The leaves of the tree, read from left to right, is called the yield of the tree. We say that this string is derived from the (nonterminal at the) root, or is generated by the root, or can be reduced to the root. The tree on the right shows that 7+4-5 can be derived from list.
Homework: 1b
An ambiguous grammar is one in which there are two or more parse trees yielding the same final string. We wish to avoid such grammars.
The grammar above is not ambiguous. For example 1+2+3 can be parsed only one way; the arithmetic must be done left to right. Note that I am not giving a rule of arithmetic, just of this grammar. If you reduced 2+3 to list you would be stuck since it is impossible to further reduce 1+list (said another way it is not possible to derive 1+list from the start symbol).
Remark:
The following is a wrong proof of ambiguity.
Consider the grammar
S → A B
A → x
B → x
This grammar is ambiguous because we can derive the string
x x in two ways
S → A B → A x → x x
S → A B → x B → x x
WRONG!!
There are indeed two derivations, but they have the same parse tree!
End of Remark.
Homework: 3 (applied only to parts a, b, and c of 2)

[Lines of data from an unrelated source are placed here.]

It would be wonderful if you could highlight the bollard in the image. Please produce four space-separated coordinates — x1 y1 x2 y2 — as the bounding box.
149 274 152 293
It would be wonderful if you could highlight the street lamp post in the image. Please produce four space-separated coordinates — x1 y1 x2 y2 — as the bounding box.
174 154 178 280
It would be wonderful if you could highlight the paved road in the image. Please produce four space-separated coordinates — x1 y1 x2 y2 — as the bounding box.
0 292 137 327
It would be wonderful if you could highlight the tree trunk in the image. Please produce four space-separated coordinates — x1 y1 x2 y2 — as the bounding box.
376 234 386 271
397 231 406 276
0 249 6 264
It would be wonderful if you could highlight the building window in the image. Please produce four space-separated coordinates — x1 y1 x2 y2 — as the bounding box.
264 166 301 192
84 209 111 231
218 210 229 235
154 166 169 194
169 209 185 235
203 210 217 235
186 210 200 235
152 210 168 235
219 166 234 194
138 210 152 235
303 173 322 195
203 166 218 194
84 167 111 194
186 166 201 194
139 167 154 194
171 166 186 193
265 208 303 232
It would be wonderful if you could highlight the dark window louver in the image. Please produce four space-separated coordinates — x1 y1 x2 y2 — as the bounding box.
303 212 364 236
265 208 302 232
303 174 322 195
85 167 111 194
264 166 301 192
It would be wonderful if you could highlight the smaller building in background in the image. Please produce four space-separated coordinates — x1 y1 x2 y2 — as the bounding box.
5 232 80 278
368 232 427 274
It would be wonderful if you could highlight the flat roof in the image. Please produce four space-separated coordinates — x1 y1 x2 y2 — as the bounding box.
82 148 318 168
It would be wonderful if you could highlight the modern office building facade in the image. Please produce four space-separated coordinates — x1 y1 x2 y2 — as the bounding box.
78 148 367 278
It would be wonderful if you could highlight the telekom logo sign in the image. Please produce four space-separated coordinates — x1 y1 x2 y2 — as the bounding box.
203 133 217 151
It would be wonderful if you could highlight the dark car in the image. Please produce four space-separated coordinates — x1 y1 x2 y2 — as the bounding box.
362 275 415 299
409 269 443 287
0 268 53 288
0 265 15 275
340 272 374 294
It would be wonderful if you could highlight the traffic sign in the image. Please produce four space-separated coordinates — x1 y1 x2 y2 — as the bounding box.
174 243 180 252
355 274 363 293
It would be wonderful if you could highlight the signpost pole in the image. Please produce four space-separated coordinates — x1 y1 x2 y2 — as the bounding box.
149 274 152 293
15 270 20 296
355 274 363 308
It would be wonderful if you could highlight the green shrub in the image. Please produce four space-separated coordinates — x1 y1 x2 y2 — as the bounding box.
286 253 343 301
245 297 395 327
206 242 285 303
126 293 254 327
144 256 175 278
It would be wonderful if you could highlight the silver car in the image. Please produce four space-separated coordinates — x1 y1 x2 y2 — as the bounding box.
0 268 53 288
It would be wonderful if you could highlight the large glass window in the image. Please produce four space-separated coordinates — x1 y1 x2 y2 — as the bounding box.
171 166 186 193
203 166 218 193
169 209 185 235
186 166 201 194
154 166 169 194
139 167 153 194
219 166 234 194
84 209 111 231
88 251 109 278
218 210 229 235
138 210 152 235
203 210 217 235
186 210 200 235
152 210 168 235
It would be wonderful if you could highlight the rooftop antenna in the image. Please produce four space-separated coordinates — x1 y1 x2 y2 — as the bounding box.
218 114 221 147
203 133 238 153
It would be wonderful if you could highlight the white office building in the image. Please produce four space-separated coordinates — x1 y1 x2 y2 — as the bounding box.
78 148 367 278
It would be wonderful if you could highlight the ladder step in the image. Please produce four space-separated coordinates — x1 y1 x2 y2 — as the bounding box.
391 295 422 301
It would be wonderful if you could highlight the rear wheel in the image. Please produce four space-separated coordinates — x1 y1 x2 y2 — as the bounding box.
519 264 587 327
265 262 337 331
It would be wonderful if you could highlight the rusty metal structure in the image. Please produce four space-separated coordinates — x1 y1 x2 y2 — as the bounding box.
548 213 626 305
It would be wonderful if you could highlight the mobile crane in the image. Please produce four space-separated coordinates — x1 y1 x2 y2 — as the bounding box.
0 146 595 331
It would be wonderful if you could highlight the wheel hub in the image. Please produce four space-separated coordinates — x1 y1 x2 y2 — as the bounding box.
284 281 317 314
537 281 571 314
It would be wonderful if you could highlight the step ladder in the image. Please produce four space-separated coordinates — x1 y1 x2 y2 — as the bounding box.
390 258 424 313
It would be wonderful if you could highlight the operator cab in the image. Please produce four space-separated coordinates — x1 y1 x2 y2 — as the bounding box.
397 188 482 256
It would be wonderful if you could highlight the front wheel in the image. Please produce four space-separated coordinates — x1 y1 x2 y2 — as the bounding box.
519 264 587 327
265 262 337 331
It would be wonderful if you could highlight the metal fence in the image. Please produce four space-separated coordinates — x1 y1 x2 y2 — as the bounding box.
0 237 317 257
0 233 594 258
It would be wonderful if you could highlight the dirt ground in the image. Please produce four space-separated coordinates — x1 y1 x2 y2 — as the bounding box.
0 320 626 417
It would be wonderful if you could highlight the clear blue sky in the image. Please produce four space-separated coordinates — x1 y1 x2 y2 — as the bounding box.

Our grammar gives left associativity. That is, if you traverse the parse tree in postorder and perform the indicated arithmetic you will evaluate the string left to right. Thus 8-8-8 would evaluate to -8. If you wished to generate right associativity (normally exponentiation is right associative, so 2**3**2 gives 512 not 64), you would change the first two productions to
list → digit + list list → digit - list
Draw in class the parse tree for 7+4-5 with this new grammar.
We normally want * to have higher precedence than +. We do this by using an additional nonterminal to indicate the items that have been multiplied. The example below gives the four basic arithmetic operations their normal precedence unless overridden by parentheses. Redundant parentheses are permitted. Equal precedence operations are performed left to right.
expr → expr + term | expr - term | term term → term * factor | term / factor | factor factor → digit | ( expr ) digit → 0 | 1 | 2 | 3 | 4 | 5 | 6 | 7 | 8 | 9
Do the examples 1+2/3-4*5 and (1+2)/3-4*5 on the board.
Note how the precedence is enforced by the grammar; slick!